ParkinsonLab / HiTaxon

A hierarchical ensemble framework for taxonomic classification of short reads
1 stars 0 forks source link

How this tool is differentiate with MetaPhlan series? #1

Closed biofuture closed 6 months ago

biofuture commented 6 months ago

Thanks for developing this new tool. Impressive.

After a quick reading, it seems that your tool use the species specific groups of sequences to do the classification for different species, similary strategies is used for other ranks. This is the strategy MetaPhlan used, clade specific genes as the indicator of presence of a taxa.
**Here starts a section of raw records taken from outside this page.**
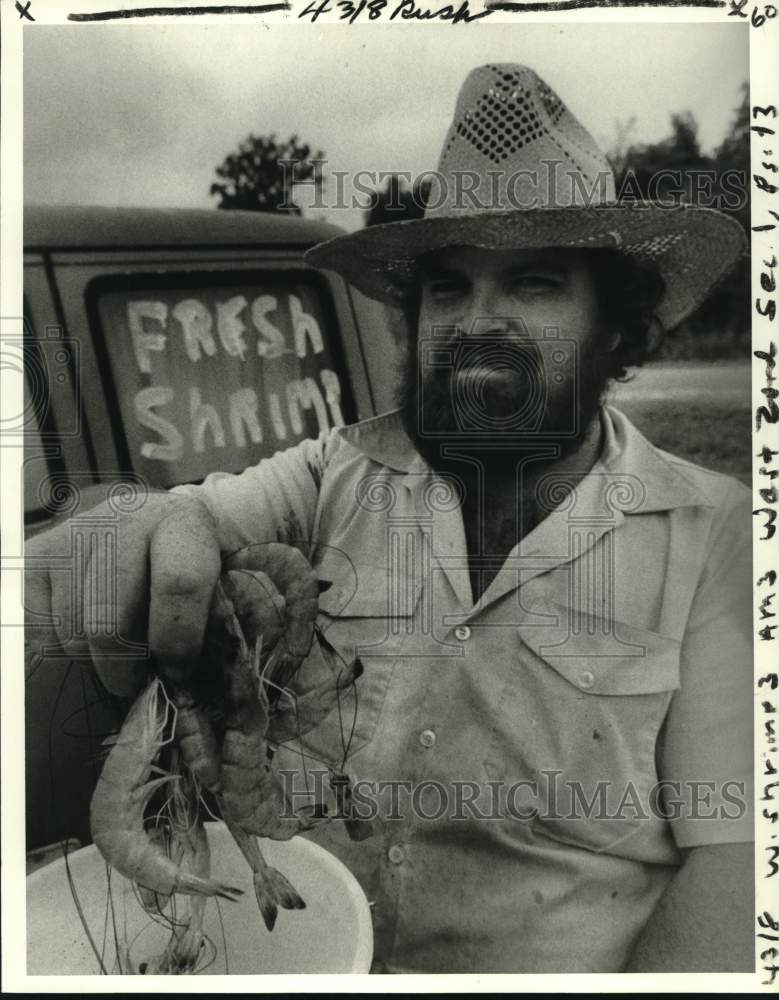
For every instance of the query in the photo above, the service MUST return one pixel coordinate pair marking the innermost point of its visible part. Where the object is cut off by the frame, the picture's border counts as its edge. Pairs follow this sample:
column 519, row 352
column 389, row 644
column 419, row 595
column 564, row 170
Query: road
column 723, row 383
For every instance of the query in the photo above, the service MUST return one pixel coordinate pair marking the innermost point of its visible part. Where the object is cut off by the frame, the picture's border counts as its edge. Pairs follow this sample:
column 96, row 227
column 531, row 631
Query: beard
column 526, row 397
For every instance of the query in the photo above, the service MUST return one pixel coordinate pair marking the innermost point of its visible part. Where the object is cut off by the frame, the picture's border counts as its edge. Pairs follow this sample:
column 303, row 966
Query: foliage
column 719, row 328
column 260, row 175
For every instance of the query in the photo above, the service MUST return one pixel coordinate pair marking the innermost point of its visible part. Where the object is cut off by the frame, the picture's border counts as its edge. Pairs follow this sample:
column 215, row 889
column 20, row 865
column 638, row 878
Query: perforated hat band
column 513, row 144
column 518, row 170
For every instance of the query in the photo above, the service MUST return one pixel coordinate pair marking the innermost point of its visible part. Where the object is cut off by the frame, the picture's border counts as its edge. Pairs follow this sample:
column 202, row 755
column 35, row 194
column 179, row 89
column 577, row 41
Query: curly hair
column 628, row 294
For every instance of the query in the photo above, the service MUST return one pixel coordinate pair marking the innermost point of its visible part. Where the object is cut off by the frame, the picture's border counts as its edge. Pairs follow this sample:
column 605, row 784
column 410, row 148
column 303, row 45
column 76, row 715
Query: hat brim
column 691, row 247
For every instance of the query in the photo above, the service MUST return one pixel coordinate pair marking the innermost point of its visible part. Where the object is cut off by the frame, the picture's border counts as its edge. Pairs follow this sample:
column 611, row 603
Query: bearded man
column 549, row 747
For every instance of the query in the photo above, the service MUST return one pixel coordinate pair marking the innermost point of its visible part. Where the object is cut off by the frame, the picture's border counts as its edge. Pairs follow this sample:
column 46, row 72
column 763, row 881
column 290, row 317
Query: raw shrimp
column 120, row 798
column 297, row 583
column 189, row 849
column 251, row 798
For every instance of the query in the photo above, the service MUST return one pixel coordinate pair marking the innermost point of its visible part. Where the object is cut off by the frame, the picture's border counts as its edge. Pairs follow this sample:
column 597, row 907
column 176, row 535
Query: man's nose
column 490, row 314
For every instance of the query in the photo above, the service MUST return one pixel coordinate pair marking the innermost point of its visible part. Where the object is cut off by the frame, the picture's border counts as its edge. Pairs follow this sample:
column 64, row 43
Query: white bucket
column 333, row 934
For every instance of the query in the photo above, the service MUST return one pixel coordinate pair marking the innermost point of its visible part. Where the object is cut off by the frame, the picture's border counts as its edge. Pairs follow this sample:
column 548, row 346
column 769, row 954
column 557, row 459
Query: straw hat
column 517, row 171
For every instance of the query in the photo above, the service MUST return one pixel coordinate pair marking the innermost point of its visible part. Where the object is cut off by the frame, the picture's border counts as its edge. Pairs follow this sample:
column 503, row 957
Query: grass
column 717, row 437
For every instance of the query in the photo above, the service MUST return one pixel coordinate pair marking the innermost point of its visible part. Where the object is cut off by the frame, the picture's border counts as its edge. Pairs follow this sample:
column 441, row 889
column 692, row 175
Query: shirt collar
column 657, row 479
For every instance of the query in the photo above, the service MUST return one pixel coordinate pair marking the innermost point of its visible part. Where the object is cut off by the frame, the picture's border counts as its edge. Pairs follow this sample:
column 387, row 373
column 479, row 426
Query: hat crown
column 512, row 144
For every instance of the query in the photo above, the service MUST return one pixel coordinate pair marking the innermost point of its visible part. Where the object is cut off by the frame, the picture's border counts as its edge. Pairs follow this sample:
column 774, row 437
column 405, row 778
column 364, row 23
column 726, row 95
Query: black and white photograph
column 388, row 541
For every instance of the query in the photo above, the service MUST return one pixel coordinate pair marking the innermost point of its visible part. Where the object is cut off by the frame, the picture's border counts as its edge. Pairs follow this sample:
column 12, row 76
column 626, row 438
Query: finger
column 258, row 605
column 185, row 564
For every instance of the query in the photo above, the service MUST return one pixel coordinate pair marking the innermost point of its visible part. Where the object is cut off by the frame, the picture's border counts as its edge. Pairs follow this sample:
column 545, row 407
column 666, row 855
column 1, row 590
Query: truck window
column 212, row 372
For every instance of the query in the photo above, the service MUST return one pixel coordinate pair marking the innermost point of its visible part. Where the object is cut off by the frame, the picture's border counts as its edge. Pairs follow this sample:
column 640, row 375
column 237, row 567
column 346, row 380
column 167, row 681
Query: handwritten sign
column 216, row 378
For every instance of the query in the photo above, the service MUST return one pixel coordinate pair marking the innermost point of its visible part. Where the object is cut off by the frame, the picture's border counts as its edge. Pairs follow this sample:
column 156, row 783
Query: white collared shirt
column 611, row 652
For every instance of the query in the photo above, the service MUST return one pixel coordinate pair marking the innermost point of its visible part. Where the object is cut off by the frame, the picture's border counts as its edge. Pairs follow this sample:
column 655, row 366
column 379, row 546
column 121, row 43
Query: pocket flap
column 606, row 657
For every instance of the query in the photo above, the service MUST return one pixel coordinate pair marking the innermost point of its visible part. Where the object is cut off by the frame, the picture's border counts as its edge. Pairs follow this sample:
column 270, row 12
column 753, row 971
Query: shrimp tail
column 270, row 887
column 194, row 885
column 273, row 891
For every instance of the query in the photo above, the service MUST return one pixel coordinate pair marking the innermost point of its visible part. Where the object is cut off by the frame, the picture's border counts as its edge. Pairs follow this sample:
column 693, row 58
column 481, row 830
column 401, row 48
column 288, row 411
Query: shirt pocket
column 358, row 617
column 577, row 727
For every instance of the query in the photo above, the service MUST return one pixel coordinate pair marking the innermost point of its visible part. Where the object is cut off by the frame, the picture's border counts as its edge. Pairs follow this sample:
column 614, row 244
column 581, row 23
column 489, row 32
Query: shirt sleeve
column 275, row 500
column 708, row 733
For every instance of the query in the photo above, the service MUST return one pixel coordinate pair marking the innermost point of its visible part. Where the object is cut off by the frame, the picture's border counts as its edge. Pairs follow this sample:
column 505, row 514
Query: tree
column 676, row 169
column 395, row 201
column 260, row 175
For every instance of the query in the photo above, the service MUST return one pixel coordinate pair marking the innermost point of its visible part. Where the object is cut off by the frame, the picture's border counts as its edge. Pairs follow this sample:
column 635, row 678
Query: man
column 549, row 748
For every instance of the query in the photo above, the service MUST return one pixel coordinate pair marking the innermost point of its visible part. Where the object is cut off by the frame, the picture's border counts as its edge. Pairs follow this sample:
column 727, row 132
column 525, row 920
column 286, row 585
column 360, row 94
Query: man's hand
column 703, row 922
column 87, row 599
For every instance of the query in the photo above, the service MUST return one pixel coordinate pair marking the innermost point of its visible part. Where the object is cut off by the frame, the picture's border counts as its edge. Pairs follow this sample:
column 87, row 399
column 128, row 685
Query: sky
column 142, row 115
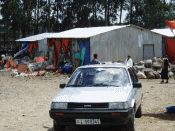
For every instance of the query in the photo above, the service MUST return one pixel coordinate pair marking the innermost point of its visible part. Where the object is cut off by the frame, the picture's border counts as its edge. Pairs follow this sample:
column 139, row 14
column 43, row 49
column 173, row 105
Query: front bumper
column 105, row 116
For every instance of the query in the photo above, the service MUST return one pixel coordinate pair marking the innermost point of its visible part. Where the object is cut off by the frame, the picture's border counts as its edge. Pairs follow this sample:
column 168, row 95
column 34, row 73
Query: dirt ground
column 25, row 104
I am wondering how HiTaxon is different to MetaPhlan.

Thanks you.

Bhav7 commented 6 months ago

Hey @biofuture

Thanks for reaching out! To answer your question, MetaPhlan uses a set of species-level bin specific genes, with discriminatory properties, to determine a taxonomic profile of the environment/dataset of interest. This MetaPhlan database can be used across a variety of environments. HiTaxon, conversely, generates non-redundant representations of species pangenomes through a two-step clustering approach of sequence data in order to facilitate per-read taxonomic classification rather than taxonomic profiling. This, however, does not preclude sequences in Species A, from being in the pangenome of Species B; as the presence of these conserved sequences are necessary to allow per-read classification. In many ways these two tools are complementary (and recommended to be used in tandem) where, MetaPhlan could be used to derive which genera are present in a sample, in which this can then be used as input to HiTaxon to generate an environment-specific classifier to facilitate per-read classification.